It’s Data Privacy Week, Are You Really Secure?

January 24, 2023

The business world may be shifting its focus to the digital realm, but vigilant cybersecurity is only one aspect of data protection.

In fact, Varonis reports that while hacking and malware attacks account for many data breaches, other breaches include much simpler methods including loss or theft of physical hard drives or files, human error, insider leaks and payment card fraud.

Three ways to protect your physical data

Whether dealing with personal information or company data, there are steps you can take to properly handle, store, share and dispose of important documents and data.

Shred important or sensitive documents

Tossing paper in a recycling bin may help the environment, but it doesn’t protect you from data breaches. In addition to keeping trade and sensitive information private, there are also laws and regulations in most countries requiring business to protect certain information when it is discarded. Safeguards such as shredding help your business stay in compliance.

Sensitive information includes documents containing:

  • Names
  • Addresses
  • Passwords
  • PINs
  • Health records
  • Banking or payroll
  • Travel
  • Anything with a signature

Once information is shredded, there may be added steps required to comply with the necessary steps of information destruction. In these situations, using a NAID information destruction contractor can help by establishing:

  • How it was destroyed
  • Where it was destroyed
  • Who destroyed it
  • When it was destroyed
  • Legal chain of custody
  • Fiduciary obligations

As part of the only organization dedicated to increasing the security and ethics of the information destruction industry, NAID members are bound to a strict code of conduct and hold themselves to a higher standard.

Off-site backups

It is a good practice to keep backups of all data, both physical and digital, at a separate location.

Secure servers and locked storage facilities can store data and other files, which can be retrieved if necessary. In the event of fire or flood, theft, accidental breach or systems crash, having backups will be a crucial part of any disaster recovery plan.

Secure workstations

No matter if your company operates in an office or remotely, employees should be equipped with basic data privacy education, including a general understanding of how to handle the data they interact with and why it matters.

Keeping company workstations secure through firewall security, updated antivirus software and setting screens to lock after a set period of inactivity.

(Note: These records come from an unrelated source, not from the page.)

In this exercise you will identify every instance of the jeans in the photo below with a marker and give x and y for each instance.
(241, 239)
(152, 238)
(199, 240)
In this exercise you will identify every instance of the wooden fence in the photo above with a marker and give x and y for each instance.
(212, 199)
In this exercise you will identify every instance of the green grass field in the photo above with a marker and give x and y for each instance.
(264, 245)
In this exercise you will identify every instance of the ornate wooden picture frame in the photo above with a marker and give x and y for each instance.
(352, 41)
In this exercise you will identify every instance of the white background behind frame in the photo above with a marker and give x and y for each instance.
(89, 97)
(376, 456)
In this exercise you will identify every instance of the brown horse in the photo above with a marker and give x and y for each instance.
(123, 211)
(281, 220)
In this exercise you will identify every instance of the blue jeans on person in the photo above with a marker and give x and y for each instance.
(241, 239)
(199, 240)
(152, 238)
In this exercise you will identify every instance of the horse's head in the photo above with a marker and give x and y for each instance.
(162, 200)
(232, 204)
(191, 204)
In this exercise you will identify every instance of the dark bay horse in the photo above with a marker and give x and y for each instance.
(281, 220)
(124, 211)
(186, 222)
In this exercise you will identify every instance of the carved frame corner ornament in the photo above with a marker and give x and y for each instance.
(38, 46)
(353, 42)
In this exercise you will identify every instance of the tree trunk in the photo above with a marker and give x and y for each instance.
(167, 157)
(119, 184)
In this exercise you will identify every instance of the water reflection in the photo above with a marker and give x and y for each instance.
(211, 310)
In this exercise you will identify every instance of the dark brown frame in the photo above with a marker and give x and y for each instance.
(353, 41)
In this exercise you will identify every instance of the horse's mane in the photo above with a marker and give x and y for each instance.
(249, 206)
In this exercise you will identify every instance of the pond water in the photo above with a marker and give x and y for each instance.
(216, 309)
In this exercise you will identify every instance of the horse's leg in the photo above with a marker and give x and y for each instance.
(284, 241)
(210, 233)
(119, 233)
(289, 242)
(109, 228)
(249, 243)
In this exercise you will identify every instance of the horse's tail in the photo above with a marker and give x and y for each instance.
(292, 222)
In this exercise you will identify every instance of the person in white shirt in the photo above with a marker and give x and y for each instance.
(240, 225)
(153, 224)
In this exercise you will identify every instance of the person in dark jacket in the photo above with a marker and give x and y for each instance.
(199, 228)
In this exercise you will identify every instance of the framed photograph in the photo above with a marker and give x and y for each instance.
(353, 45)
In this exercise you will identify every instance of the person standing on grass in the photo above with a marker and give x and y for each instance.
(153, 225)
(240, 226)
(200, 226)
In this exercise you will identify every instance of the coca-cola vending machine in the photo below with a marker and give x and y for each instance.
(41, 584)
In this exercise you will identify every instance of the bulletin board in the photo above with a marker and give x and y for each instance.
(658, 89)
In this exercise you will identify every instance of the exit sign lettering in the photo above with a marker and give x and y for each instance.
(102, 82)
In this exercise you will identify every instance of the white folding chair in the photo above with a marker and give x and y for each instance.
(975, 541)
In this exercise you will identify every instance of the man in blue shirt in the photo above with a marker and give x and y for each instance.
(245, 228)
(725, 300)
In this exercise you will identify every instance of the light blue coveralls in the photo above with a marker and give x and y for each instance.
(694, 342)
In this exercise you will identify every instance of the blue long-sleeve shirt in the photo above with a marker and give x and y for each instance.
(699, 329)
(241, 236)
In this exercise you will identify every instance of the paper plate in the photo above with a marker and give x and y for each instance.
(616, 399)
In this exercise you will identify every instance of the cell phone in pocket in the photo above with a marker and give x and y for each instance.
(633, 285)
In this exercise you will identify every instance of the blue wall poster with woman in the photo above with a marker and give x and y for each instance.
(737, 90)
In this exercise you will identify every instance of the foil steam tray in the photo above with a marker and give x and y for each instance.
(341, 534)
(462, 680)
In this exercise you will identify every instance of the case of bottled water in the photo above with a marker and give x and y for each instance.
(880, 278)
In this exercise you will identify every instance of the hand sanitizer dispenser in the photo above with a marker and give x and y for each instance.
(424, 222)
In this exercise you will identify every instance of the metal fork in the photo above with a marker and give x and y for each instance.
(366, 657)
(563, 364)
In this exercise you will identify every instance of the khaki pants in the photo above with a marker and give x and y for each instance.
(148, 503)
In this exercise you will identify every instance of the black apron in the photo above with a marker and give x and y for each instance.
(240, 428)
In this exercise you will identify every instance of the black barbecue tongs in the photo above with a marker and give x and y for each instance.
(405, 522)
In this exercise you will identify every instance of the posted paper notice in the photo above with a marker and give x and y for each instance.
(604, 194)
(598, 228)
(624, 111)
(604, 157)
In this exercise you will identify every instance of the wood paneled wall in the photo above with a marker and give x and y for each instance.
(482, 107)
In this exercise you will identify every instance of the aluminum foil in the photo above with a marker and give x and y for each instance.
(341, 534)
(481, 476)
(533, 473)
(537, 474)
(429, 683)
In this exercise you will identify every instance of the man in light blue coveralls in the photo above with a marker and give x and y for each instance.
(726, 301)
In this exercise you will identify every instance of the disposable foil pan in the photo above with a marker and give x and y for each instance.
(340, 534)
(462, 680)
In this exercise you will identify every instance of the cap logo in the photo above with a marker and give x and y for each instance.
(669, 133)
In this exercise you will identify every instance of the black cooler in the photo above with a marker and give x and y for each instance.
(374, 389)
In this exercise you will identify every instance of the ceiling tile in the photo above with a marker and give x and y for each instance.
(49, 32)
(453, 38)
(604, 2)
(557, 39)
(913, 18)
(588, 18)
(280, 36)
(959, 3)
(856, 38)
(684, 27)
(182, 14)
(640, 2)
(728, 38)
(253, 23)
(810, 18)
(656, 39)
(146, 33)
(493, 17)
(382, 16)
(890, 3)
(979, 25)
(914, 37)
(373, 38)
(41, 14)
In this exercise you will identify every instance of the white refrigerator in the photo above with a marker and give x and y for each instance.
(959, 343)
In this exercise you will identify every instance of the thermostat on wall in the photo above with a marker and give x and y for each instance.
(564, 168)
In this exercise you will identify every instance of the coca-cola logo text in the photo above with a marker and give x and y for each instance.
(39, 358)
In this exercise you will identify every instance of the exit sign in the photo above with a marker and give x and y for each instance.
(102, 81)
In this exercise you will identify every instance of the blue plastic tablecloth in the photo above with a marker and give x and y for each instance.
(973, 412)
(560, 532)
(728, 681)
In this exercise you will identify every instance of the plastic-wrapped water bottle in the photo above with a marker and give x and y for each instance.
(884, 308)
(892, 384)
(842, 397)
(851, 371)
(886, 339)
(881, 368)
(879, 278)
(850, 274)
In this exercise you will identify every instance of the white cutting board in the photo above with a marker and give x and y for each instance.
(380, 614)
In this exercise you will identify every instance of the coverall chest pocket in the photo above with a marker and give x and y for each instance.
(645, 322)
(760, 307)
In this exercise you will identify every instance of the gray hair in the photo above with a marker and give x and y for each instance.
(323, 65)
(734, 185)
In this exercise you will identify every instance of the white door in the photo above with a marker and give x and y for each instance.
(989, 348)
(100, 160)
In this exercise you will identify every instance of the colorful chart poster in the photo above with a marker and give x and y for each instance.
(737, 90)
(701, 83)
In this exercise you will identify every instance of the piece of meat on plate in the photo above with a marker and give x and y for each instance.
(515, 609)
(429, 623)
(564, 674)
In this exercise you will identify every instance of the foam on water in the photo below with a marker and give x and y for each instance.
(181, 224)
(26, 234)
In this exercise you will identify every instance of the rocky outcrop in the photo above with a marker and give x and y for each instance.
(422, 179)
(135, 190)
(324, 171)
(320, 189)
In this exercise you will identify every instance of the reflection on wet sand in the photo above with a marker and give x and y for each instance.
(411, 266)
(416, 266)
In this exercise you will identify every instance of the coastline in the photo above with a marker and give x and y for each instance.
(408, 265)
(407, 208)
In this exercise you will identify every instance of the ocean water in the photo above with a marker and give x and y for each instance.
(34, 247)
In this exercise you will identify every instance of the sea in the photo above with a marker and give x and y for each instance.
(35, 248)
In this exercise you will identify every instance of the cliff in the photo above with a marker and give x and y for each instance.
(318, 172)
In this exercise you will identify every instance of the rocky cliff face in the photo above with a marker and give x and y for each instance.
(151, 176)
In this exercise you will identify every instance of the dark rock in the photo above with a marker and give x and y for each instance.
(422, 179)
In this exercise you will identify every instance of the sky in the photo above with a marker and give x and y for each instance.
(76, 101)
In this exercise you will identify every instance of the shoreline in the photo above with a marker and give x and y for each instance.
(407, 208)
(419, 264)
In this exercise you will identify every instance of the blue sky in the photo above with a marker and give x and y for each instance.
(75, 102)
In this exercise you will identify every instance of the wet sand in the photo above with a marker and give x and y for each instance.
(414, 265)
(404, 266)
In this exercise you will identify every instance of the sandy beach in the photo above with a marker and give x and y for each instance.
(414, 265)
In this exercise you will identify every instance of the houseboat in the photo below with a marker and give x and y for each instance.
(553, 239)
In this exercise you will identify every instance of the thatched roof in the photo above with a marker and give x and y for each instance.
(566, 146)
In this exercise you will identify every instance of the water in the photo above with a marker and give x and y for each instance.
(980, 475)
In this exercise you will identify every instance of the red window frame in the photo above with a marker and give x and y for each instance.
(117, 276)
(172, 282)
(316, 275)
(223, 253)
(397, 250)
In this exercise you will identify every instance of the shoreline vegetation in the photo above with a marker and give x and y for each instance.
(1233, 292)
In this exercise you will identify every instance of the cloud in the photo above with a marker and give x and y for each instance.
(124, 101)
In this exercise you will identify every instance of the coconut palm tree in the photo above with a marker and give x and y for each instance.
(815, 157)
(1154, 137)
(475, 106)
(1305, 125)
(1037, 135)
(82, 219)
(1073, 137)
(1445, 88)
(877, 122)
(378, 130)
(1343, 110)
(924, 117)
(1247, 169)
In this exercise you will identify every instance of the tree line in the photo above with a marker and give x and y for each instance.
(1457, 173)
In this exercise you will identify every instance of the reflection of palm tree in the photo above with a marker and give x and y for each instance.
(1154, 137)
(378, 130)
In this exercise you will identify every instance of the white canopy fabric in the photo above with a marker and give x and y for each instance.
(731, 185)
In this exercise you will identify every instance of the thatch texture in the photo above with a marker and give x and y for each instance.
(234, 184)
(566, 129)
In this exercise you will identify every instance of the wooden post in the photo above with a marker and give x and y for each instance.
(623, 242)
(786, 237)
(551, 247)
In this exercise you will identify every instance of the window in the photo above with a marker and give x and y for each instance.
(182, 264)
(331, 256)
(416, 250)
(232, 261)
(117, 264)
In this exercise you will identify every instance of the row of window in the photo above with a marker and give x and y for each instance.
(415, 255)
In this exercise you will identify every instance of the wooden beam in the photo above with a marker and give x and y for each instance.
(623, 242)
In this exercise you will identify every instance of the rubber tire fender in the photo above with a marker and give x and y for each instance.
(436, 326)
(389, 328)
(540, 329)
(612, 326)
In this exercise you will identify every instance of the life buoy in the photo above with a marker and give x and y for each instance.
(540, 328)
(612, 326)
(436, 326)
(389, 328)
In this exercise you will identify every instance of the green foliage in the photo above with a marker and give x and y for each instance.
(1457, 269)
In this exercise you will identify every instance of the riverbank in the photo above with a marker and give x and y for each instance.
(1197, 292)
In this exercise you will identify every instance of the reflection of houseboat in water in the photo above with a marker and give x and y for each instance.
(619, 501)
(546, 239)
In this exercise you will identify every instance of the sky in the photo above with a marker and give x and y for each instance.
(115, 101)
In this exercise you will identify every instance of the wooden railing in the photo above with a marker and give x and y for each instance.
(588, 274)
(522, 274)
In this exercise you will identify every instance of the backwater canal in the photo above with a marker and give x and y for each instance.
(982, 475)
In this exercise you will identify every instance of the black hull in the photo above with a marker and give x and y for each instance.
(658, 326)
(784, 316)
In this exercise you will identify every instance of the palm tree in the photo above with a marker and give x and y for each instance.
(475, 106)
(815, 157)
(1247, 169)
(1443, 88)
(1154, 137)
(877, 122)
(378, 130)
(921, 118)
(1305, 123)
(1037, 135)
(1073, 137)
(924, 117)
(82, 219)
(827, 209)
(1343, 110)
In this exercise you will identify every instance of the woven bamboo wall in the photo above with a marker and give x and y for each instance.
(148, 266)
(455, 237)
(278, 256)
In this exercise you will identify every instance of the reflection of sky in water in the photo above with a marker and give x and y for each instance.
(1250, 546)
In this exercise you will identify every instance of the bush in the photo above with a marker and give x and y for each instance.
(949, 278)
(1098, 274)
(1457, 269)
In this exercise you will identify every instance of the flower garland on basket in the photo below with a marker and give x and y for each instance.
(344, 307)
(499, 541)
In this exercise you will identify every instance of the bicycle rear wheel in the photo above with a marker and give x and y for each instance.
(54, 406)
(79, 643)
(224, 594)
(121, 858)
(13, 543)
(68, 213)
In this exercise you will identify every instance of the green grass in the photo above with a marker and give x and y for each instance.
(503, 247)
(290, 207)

Physical workstation setup should also be considered for security. Desks, monitors and whiteboards should be positioned so only the people who need to access the information can easily see it to reduce “shoulder surfing” incidents and prevent unauthorized personnel from inadvertently causing a data breach.

Using a privacy filter on screens and monitors can also reduce the risk of a data breach. These easy-to-install filters go over the monitor and block the display from any viewpoint except straight on.

Weighing privacy versus convenience

Properly practicing and maintaining good privacy habits takes  effort, but properly handling data privacy will save you time, money and stress in the long run.

While it may seem more convenient to circumvent the destruction process and toss a document into the nearest bin, it is not the safest option for protecting information.

This digital privacy week, consider areas where data privacy could be improved and commit to protecting your confidential company and customer data.